Ghislain RAYMOND

Avocat associé chez de Grandpré Joli-Cœur depuis 2007, Me Ghislain Raymond est diplômé de l’Université du Québec à Montréal et est membre du Barreau du Québec depuis 1999.

Il s’implique dans des dossiers de copropriété, de responsabilité, de litiges civils et commerciaux et dans l’exercice de recours collectifs. Il a plaidé devant la plupart des instances québécoises, incluant la Cour d’appel du Québec.

Inaction des administrateurs: que faire?

1er novembre 2016 - Les devoirs et obligations des administrateurs de syndicats de copropriétés sont parfois méconnus et les comportements des administrateurs font souvent l’objet de critiques de la part de copropriétaires.

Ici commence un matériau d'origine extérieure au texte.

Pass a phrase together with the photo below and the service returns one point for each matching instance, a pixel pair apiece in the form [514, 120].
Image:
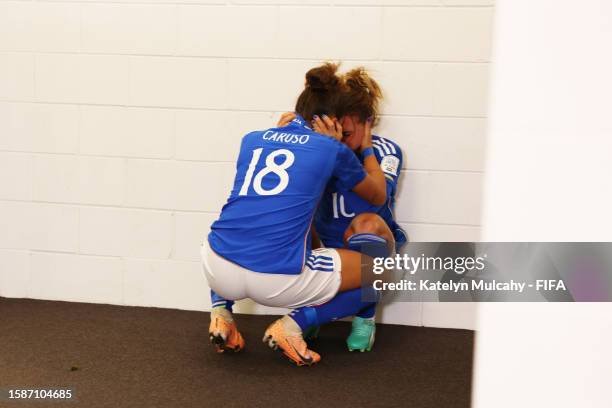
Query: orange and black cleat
[224, 334]
[285, 334]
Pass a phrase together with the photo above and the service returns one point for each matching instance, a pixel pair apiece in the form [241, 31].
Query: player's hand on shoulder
[285, 119]
[366, 142]
[326, 126]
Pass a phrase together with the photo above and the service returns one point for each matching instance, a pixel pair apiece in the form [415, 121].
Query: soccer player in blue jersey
[345, 220]
[260, 246]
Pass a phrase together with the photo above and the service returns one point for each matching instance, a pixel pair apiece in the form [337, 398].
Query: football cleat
[362, 334]
[224, 334]
[285, 334]
[312, 333]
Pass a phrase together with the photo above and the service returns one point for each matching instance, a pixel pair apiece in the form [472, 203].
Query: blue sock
[220, 301]
[344, 304]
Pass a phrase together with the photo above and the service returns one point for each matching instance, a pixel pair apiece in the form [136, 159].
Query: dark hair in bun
[322, 92]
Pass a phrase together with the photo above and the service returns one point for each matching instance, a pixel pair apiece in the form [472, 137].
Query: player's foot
[362, 334]
[224, 334]
[285, 334]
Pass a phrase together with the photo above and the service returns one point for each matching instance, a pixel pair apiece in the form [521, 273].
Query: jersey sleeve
[390, 157]
[348, 171]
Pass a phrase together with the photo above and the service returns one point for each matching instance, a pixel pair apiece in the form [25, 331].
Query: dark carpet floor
[114, 356]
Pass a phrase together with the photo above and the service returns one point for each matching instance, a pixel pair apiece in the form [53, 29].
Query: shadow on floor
[115, 356]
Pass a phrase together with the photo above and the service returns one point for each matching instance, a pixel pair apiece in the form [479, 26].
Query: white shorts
[315, 285]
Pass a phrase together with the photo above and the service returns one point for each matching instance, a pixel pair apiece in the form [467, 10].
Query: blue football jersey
[339, 206]
[281, 174]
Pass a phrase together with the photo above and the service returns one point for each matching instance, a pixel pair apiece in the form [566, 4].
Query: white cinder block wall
[120, 122]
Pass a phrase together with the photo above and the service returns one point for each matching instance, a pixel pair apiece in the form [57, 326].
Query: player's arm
[373, 188]
[315, 240]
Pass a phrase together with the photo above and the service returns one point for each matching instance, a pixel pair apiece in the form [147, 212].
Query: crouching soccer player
[260, 247]
[345, 220]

C’est connu. Or, quand le comportement d’un administrateur seul ou encore d’un conseil d’administration dépasse-t-il le seuil de l’acceptable? La notion de faute revêt diverses formes et, souvent, c’est l’inaction qui est source de litiges.

Parce qu’un copropriétaire ne peut, à lui seul, voir à l’entretien ou à la réparation d’une partie commune (ce rôle revenant au syndicat), il peut arriver que celui-ci subisse un dommage direct dont la source provient d’une partie commune. En cas de défaut d’agir par le conseil d’administration, le copropriétaire fautif peut-il se retourner contre lui et intenter un recours judiciaire?

En cas de négligence à effectuer des travaux sur les parties communes de l’immeuble, le copropriétaire qui subit le préjudice aurait la possibilité de s’adresser au tribunal pour obtenir réparation : injonction pour forcer l’exécution de travaux, par exemple dans le jugement Goyet-Marchand c. Syndicat des copropriétaires du Presqu’Île, ou encore un recours en dommages pour obtenir une indemnisation.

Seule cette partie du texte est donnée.